Fico parada igual uma tonta na rua esperando ele chegar, será que esse filho da puta ta de sacanagem com a minha cara? Ele não me deixaria aqui sozinha. Ou deixaria?

Meus pensamentos neuróticos evaporam assim quando avisto um carro preto, bonito e grande estacionando na minha frente.

- Entra aí, Alyssa (disse ele pela janela do carro)

- E o cavalheirismo? (Levanto uma sobrancelha)

- Até o ponto que eu saiba a maioria das damas não dizem tantos palavrões como você, então não se considere uma. Ou seja, eu não preciso ser um cavalheiro com você. (Ele sorri)

- Ah, vai se foder porra - disse rindo e entrando no carro.

Informo o endereço para ele e em seguida conversamos sobre as músicas que ele tinha na playlist de seu carro, quando enfim chegamos ao meu destino.

- Adorei te conhecer, você é gostosa demais. - ele diz enquanto para o carro em frente ao meu apartamento.

- Sobe comigo, que eu vou te mostrar o que é gostoso de verdade. (Mordo o lábio e ele me olha surpreso)
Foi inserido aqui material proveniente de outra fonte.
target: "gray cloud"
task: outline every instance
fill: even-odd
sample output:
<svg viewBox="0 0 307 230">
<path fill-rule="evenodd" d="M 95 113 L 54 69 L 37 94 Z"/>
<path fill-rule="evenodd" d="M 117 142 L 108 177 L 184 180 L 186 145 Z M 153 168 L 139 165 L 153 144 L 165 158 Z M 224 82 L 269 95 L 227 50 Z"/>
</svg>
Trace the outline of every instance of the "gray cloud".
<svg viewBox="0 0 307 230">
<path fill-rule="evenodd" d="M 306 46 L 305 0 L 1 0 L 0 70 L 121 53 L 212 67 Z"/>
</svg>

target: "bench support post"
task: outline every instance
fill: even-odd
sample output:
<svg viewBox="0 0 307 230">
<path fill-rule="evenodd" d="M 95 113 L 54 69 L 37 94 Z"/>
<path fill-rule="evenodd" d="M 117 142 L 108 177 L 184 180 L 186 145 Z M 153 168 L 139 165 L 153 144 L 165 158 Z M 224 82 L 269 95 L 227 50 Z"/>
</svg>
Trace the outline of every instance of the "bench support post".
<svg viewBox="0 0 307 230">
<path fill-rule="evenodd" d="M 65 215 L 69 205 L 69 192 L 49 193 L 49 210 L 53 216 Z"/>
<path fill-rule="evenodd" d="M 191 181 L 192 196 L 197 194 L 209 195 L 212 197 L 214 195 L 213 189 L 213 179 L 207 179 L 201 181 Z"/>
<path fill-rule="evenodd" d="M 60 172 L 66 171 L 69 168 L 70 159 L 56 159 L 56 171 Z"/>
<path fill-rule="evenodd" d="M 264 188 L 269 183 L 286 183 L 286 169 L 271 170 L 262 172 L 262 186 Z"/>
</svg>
- Tô brincando bobinho, obrigada por me salvar dos malfeitores e me trazer em casa. (do um beijo em seu rosto e saio do carro, o deixando sem reação.)

- Ei! (Ele grita da janela de seu carro) Mais tarde te chamo no whatsapp. (disse ligando o carro e saindo.

Entrei no prédio e fui pro caminho do elevador.

Ao entrar em casa, subo para o meu quarto, tomo um banho e troco de roupa, deitando depois.

Meu celular vibra, e o nome de Mark aparece na tela.

- Olá miss gostosa. Guarde meu número. (Mark)

- Olá, senhor pegador, já salvei amor.

- Tem namorado?

Que pergunta idiota, se eu tivesse namorado nem sequer entraria dentro do carro dele. Ou entraria?

Suspiro e bolqueio o celular dormindo como uma pedra logo em seguida.